2. Code review of target kernel extension
This costs much effort to reverse binary code and in the face of so many IOKit services and userclient. So the target selecting will impact researcher’s efficiency. What target should be reviewed firstly for more possible vulnerabilities is a headache problem.
a. Use KEEN team’s published method (Reference section [7]) to calculate KSLIDE.
b. Open any DMG file in order to let IOHDIXHDDriveOutKernel service can be opened.
c. Open IOHDIXHDDriveOutKernel service ‘s user client IOHIDIXControllerUserClient. Open IOPMrootDomain service ‘s user client RootDomainUserClient.
d. Call user client IOHIDIXControllerUserClient ‘s selector 1 (getRequest64) . From the output , we can get a kernel heap address of object IOHDIXCommand whose size is 0x68. This is vulnerability #1.
e. Call IOHDIXHDDriveOutKernel service ‘s selector 2 (processReply64). It will release the object.

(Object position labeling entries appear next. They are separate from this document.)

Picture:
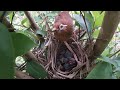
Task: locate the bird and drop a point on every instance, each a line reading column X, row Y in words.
column 63, row 26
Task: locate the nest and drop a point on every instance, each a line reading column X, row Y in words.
column 64, row 60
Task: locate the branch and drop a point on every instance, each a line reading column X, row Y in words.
column 8, row 25
column 22, row 75
column 34, row 26
column 109, row 25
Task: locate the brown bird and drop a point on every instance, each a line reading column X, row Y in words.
column 63, row 26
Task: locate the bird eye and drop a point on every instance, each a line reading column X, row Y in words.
column 61, row 26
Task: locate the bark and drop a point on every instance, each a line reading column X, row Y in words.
column 22, row 75
column 34, row 26
column 109, row 25
column 8, row 25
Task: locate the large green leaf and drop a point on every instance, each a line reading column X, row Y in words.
column 102, row 70
column 22, row 43
column 6, row 54
column 35, row 70
column 7, row 12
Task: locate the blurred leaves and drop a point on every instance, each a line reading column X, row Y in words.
column 35, row 70
column 22, row 43
column 102, row 70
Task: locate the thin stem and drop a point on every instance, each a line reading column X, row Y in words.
column 114, row 53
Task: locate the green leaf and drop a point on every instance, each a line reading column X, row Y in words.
column 102, row 70
column 96, row 33
column 22, row 43
column 35, row 70
column 118, row 74
column 98, row 18
column 80, row 20
column 90, row 18
column 25, row 22
column 10, row 16
column 6, row 54
column 7, row 13
column 105, row 52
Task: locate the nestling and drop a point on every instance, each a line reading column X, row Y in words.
column 63, row 26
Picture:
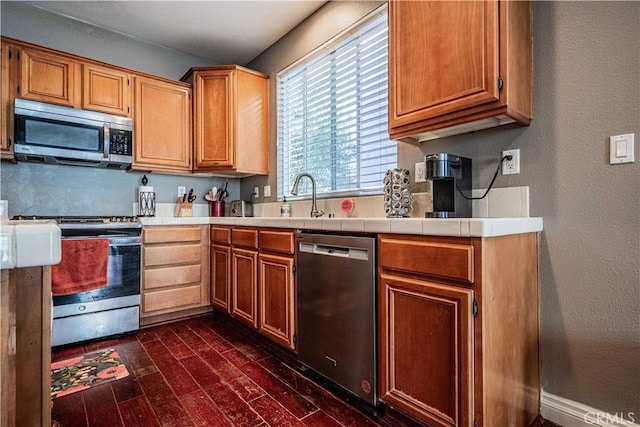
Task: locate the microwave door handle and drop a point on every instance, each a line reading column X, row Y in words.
column 107, row 140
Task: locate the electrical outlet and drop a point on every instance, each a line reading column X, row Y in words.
column 420, row 172
column 511, row 167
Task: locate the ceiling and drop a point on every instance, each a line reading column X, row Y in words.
column 227, row 32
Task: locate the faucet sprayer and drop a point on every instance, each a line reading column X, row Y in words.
column 294, row 191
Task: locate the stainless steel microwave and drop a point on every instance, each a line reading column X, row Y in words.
column 47, row 133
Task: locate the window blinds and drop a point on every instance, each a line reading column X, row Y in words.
column 332, row 115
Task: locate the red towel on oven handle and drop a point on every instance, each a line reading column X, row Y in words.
column 83, row 266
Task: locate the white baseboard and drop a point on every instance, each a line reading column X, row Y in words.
column 568, row 413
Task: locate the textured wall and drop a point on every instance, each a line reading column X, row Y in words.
column 586, row 88
column 35, row 189
column 27, row 23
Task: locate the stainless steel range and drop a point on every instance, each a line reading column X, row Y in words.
column 110, row 310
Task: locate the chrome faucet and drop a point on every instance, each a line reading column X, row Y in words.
column 294, row 191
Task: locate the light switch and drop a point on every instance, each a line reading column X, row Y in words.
column 621, row 149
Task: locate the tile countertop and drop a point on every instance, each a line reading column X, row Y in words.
column 29, row 243
column 454, row 227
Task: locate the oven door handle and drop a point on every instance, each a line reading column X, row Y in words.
column 117, row 241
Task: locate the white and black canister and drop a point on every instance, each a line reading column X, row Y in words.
column 146, row 198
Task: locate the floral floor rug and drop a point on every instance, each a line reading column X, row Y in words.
column 83, row 372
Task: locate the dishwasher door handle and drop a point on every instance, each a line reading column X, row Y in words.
column 336, row 251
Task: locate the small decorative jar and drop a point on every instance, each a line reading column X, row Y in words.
column 146, row 199
column 397, row 193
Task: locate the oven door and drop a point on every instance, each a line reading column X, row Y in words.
column 123, row 273
column 111, row 310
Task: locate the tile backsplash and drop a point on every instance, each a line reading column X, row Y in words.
column 507, row 202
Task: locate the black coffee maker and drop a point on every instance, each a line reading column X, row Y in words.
column 451, row 179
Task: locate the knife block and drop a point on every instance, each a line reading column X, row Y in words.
column 184, row 209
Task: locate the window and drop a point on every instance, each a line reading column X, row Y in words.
column 332, row 114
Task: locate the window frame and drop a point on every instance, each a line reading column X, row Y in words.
column 335, row 43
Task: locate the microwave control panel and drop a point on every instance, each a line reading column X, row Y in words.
column 121, row 142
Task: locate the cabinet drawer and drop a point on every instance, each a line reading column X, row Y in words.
column 277, row 241
column 244, row 237
column 170, row 276
column 171, row 234
column 178, row 254
column 170, row 298
column 221, row 235
column 442, row 259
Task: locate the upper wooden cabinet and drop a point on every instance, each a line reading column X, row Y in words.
column 106, row 90
column 455, row 67
column 162, row 125
column 49, row 77
column 230, row 107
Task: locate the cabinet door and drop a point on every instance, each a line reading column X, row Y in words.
column 215, row 119
column 48, row 77
column 6, row 113
column 220, row 277
column 277, row 299
column 435, row 71
column 426, row 350
column 162, row 126
column 244, row 285
column 106, row 90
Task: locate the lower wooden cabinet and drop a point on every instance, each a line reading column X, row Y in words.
column 175, row 269
column 252, row 278
column 244, row 279
column 276, row 295
column 221, row 267
column 458, row 329
column 426, row 350
column 221, row 277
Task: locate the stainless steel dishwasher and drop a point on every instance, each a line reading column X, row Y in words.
column 336, row 310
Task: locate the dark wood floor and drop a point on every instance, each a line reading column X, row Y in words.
column 200, row 372
column 204, row 372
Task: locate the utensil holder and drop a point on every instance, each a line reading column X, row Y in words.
column 184, row 209
column 217, row 208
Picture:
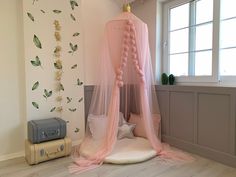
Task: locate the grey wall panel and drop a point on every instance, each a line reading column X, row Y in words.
column 214, row 121
column 182, row 115
column 163, row 98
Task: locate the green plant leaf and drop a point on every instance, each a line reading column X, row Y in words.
column 61, row 87
column 68, row 99
column 73, row 3
column 71, row 46
column 72, row 110
column 53, row 109
column 36, row 62
column 76, row 34
column 35, row 86
column 75, row 48
column 57, row 66
column 81, row 99
column 74, row 66
column 57, row 11
column 72, row 17
column 76, row 130
column 49, row 94
column 37, row 42
column 35, row 105
column 30, row 16
column 79, row 82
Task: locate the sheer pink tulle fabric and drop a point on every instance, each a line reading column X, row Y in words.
column 125, row 85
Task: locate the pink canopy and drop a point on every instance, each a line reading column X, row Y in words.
column 126, row 85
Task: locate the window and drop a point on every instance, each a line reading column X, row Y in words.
column 199, row 39
column 228, row 38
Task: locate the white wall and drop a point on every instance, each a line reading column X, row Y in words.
column 43, row 27
column 12, row 81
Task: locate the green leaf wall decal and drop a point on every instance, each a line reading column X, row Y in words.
column 30, row 16
column 73, row 47
column 74, row 66
column 72, row 17
column 53, row 109
column 68, row 99
column 37, row 42
column 81, row 99
column 76, row 130
column 35, row 86
column 61, row 87
column 57, row 11
column 73, row 3
column 47, row 93
column 76, row 34
column 72, row 110
column 79, row 82
column 35, row 105
column 36, row 62
column 57, row 65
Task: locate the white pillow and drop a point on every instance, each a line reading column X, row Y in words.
column 97, row 125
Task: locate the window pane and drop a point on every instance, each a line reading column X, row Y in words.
column 228, row 8
column 204, row 37
column 203, row 63
column 227, row 33
column 228, row 62
column 204, row 11
column 179, row 17
column 179, row 64
column 179, row 41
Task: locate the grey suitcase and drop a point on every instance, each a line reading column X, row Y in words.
column 46, row 130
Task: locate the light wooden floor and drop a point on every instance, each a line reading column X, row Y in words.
column 153, row 168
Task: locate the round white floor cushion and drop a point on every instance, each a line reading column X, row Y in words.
column 126, row 151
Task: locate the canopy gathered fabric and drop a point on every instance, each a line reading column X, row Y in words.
column 126, row 85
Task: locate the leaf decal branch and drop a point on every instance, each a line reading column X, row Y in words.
column 37, row 42
column 73, row 48
column 47, row 93
column 30, row 16
column 73, row 4
column 35, row 105
column 36, row 62
column 35, row 86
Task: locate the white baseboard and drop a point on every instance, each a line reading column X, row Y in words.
column 12, row 156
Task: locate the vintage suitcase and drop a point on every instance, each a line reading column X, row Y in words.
column 36, row 153
column 46, row 130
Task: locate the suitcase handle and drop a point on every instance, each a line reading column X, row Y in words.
column 52, row 132
column 50, row 154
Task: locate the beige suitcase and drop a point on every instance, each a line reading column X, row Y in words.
column 36, row 153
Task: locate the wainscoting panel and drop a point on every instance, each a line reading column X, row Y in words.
column 181, row 115
column 214, row 121
column 163, row 98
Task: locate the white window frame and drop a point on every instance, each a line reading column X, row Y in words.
column 214, row 78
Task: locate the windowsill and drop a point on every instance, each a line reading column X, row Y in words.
column 199, row 84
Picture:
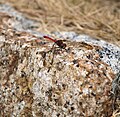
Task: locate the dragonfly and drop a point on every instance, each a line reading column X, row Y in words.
column 59, row 43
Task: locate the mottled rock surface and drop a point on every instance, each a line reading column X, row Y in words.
column 39, row 80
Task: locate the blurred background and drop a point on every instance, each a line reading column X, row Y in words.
column 97, row 18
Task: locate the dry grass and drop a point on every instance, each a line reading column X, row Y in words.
column 98, row 18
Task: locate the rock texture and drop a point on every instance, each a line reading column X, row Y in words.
column 37, row 79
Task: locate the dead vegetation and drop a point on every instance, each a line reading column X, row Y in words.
column 97, row 18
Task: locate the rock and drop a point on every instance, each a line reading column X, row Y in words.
column 37, row 79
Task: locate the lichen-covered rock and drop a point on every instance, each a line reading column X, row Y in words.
column 37, row 79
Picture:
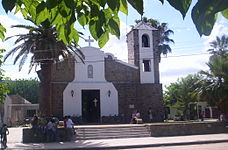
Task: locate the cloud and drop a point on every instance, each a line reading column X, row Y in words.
column 220, row 28
column 172, row 68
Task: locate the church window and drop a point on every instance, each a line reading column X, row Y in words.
column 90, row 71
column 145, row 41
column 146, row 65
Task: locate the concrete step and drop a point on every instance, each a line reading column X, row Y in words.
column 107, row 132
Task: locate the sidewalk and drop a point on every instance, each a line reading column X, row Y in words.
column 14, row 142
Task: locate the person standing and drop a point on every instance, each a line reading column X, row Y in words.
column 34, row 123
column 202, row 115
column 150, row 114
column 69, row 128
column 4, row 133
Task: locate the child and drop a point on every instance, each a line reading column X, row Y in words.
column 4, row 133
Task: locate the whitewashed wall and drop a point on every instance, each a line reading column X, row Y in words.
column 146, row 53
column 73, row 105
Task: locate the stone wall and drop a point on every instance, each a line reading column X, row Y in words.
column 157, row 56
column 133, row 47
column 131, row 94
column 180, row 129
column 27, row 136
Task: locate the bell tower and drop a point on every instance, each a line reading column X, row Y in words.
column 142, row 43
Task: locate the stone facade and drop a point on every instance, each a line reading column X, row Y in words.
column 132, row 94
column 124, row 77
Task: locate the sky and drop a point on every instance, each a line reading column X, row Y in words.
column 189, row 53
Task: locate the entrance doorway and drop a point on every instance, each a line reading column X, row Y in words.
column 91, row 105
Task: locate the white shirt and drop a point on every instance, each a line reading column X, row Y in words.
column 69, row 123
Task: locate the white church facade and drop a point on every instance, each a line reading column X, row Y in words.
column 104, row 89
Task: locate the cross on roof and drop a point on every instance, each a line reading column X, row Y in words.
column 89, row 41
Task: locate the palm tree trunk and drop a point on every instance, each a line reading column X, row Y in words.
column 45, row 94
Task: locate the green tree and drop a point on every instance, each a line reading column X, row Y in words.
column 27, row 88
column 164, row 40
column 102, row 15
column 42, row 42
column 219, row 46
column 3, row 85
column 214, row 87
column 182, row 92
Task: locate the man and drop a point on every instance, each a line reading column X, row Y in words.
column 4, row 133
column 69, row 128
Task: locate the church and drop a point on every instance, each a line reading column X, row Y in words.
column 103, row 89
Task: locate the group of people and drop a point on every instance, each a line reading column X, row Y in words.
column 136, row 117
column 47, row 127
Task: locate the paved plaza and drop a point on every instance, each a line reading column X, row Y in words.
column 15, row 142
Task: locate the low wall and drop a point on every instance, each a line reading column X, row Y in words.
column 28, row 137
column 179, row 129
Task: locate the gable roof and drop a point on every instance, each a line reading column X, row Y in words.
column 144, row 26
column 17, row 99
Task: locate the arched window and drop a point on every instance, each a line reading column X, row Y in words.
column 90, row 71
column 145, row 41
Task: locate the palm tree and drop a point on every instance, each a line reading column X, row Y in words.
column 164, row 40
column 214, row 87
column 41, row 41
column 219, row 46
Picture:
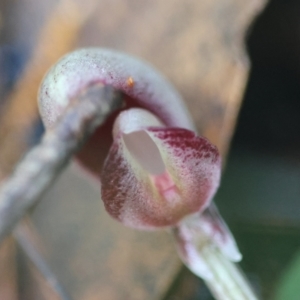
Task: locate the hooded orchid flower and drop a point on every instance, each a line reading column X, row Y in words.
column 155, row 171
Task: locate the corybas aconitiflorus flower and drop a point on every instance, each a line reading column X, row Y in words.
column 155, row 171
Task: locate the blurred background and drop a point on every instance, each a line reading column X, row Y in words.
column 250, row 110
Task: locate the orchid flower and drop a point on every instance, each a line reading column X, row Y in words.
column 155, row 171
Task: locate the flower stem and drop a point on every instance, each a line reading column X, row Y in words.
column 227, row 281
column 42, row 165
column 208, row 249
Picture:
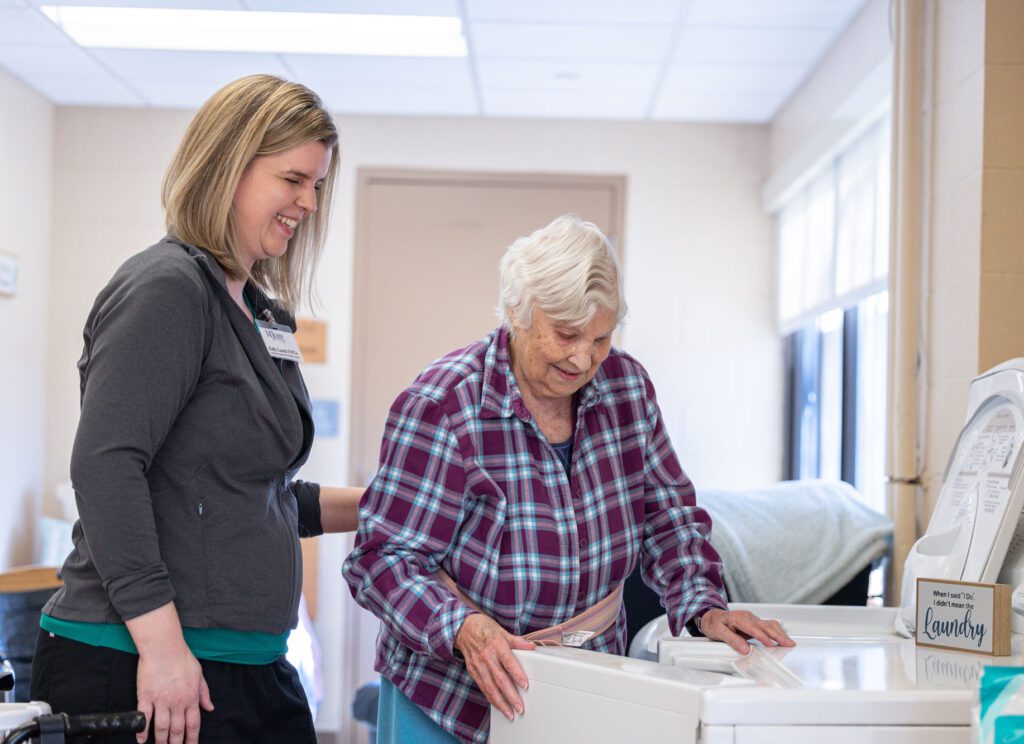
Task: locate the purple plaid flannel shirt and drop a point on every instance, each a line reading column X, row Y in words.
column 468, row 483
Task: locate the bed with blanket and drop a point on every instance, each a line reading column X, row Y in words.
column 805, row 542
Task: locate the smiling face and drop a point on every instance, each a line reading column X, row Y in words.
column 275, row 193
column 552, row 359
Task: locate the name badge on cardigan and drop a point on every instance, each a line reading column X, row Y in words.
column 280, row 341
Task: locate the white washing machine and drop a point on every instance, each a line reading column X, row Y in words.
column 854, row 676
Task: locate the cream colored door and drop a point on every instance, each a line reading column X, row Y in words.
column 426, row 271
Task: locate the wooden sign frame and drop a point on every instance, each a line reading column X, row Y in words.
column 966, row 613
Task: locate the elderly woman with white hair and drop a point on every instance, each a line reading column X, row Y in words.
column 521, row 480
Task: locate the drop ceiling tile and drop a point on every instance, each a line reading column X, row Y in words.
column 185, row 93
column 777, row 13
column 84, row 90
column 383, row 7
column 635, row 12
column 344, row 99
column 201, row 66
column 381, row 72
column 747, row 108
column 566, row 75
column 189, row 4
column 28, row 26
column 39, row 60
column 798, row 47
column 521, row 41
column 563, row 104
column 733, row 79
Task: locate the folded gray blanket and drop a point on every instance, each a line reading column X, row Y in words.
column 794, row 542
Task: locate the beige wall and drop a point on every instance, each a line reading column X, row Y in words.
column 26, row 178
column 697, row 264
column 1001, row 307
column 975, row 302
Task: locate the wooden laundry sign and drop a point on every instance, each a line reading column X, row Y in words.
column 964, row 616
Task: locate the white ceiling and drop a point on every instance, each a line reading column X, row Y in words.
column 721, row 60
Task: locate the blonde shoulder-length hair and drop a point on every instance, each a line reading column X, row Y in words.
column 255, row 116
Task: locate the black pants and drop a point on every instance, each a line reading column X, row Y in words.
column 252, row 703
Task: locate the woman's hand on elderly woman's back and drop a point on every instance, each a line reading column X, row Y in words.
column 737, row 626
column 486, row 647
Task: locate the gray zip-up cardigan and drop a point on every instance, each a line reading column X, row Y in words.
column 183, row 461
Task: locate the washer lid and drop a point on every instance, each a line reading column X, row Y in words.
column 838, row 681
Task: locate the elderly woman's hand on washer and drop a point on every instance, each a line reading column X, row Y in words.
column 736, row 627
column 486, row 647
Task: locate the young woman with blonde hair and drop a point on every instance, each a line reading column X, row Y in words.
column 185, row 576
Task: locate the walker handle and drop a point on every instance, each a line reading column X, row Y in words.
column 101, row 724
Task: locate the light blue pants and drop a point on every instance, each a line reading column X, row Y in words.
column 399, row 720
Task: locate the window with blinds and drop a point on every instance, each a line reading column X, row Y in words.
column 833, row 264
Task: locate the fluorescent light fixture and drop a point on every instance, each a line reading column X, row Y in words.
column 250, row 31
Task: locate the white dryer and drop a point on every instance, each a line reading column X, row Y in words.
column 852, row 677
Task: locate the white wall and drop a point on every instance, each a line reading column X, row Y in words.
column 26, row 180
column 697, row 266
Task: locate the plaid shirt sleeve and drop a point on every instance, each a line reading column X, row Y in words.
column 677, row 553
column 408, row 517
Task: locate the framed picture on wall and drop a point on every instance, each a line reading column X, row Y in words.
column 8, row 273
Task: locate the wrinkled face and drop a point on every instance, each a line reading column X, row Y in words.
column 275, row 193
column 554, row 359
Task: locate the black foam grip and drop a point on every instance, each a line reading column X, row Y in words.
column 96, row 724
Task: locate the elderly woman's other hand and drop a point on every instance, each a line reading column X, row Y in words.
column 486, row 647
column 737, row 626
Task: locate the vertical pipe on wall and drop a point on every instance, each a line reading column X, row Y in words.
column 910, row 147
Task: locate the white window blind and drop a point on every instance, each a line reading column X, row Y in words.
column 833, row 235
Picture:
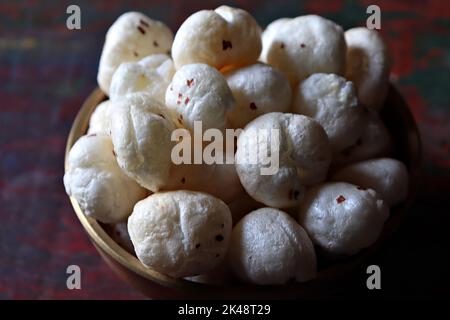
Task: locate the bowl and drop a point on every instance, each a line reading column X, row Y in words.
column 400, row 123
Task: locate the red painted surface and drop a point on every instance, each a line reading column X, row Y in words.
column 47, row 71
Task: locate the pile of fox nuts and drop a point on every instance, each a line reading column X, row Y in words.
column 320, row 87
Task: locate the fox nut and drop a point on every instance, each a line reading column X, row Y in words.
column 151, row 75
column 342, row 218
column 100, row 119
column 269, row 247
column 130, row 38
column 374, row 141
column 280, row 153
column 331, row 101
column 368, row 65
column 258, row 89
column 224, row 37
column 95, row 180
column 199, row 92
column 141, row 134
column 180, row 233
column 304, row 45
column 388, row 177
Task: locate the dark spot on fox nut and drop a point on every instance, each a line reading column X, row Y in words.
column 144, row 23
column 226, row 44
column 141, row 30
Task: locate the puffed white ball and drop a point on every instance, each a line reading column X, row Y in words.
column 141, row 133
column 131, row 37
column 342, row 218
column 94, row 179
column 258, row 89
column 368, row 65
column 151, row 75
column 388, row 177
column 180, row 233
column 224, row 37
column 269, row 247
column 99, row 121
column 331, row 101
column 304, row 45
column 219, row 179
column 299, row 154
column 119, row 233
column 199, row 92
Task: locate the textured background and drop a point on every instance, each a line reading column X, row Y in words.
column 46, row 71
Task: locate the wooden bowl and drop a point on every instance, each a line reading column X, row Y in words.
column 401, row 125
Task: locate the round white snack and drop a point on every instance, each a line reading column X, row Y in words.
column 199, row 92
column 375, row 141
column 95, row 180
column 130, row 38
column 180, row 233
column 368, row 65
column 141, row 134
column 388, row 177
column 151, row 75
column 278, row 154
column 219, row 179
column 304, row 45
column 331, row 101
column 224, row 37
column 258, row 89
column 269, row 247
column 242, row 205
column 119, row 233
column 100, row 119
column 342, row 218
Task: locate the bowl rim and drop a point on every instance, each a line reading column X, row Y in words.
column 101, row 238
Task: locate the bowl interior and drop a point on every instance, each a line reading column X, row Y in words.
column 400, row 123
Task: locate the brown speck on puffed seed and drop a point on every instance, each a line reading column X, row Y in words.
column 144, row 23
column 226, row 44
column 141, row 30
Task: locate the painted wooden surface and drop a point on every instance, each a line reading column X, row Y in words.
column 46, row 71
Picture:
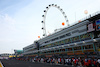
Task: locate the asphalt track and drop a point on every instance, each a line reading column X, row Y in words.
column 16, row 63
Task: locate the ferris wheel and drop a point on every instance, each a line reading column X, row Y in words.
column 45, row 13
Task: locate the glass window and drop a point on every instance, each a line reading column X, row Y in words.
column 67, row 41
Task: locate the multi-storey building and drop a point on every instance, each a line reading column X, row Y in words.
column 80, row 39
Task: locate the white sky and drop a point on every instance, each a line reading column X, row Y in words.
column 20, row 20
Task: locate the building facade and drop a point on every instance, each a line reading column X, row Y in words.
column 79, row 39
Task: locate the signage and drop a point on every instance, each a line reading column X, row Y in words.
column 98, row 25
column 90, row 27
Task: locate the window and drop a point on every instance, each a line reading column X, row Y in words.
column 67, row 41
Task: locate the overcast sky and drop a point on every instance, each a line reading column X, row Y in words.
column 20, row 20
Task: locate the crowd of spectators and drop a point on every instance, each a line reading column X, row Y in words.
column 76, row 62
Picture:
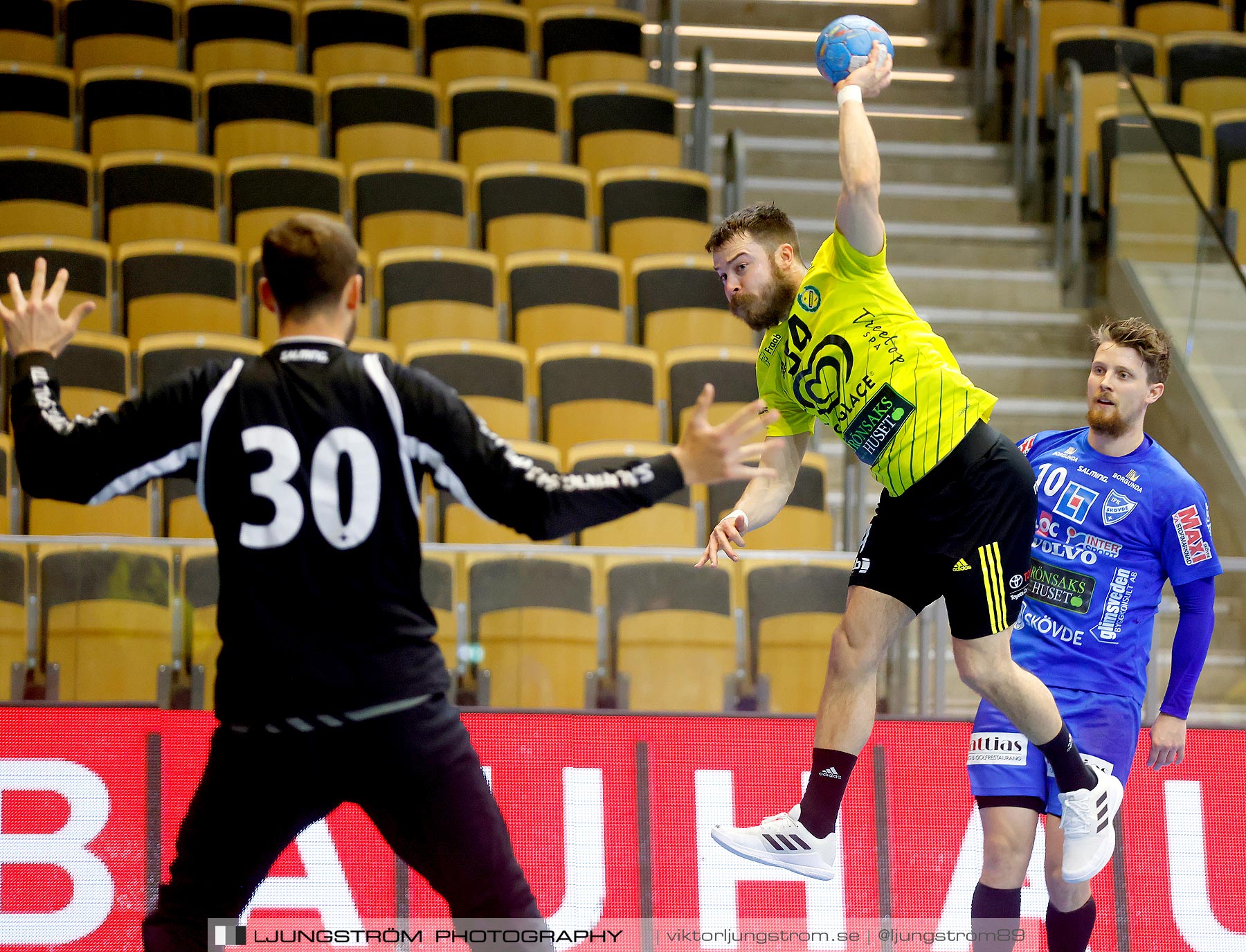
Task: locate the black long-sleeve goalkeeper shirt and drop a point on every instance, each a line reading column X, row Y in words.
column 308, row 461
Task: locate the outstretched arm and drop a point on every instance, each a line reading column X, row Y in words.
column 856, row 216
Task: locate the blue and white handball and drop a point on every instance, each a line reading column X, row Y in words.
column 845, row 44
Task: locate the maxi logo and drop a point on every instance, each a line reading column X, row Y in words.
column 1076, row 503
column 1121, row 590
column 1060, row 589
column 876, row 425
column 1115, row 508
column 1194, row 546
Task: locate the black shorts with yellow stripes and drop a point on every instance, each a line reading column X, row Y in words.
column 962, row 532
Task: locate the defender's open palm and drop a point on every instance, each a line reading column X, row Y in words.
column 35, row 322
column 716, row 454
column 874, row 78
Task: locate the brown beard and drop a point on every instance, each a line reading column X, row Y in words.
column 766, row 311
column 1107, row 420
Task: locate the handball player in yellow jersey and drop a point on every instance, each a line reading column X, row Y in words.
column 956, row 519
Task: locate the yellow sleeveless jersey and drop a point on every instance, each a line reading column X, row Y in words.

f. Call RootDomainUserClient user client ‘s selector 7 (kPMSleepSystemOptions) with a carefully prepared XML as parameter , which include ROP gadget in <data> part. The <data> part occurs multiply times in order to occupy the target space successfully. We tune the XML ‘s <data> ‘s size in order to create size 0x68 buffer which OSData field point to. After the call, our controlled buffer occupy the freed IOHDIXCommand object location. And the kernel address is known by user mode program.
g. Call IOHIDIXControllerUserClient user client selector 2 (processReply64) with argument which include the address (leaked by step d). The call will take the address as a IOHDIXCommand object, and call the address located at 0x50 offset. So we control the RIP and let it execute ROP gadget.
h. In the ROP gadget, we disable the SMAP and SMEP bits in CR4. Then executes the shell code to modify current process’ uid to root and fork a shell.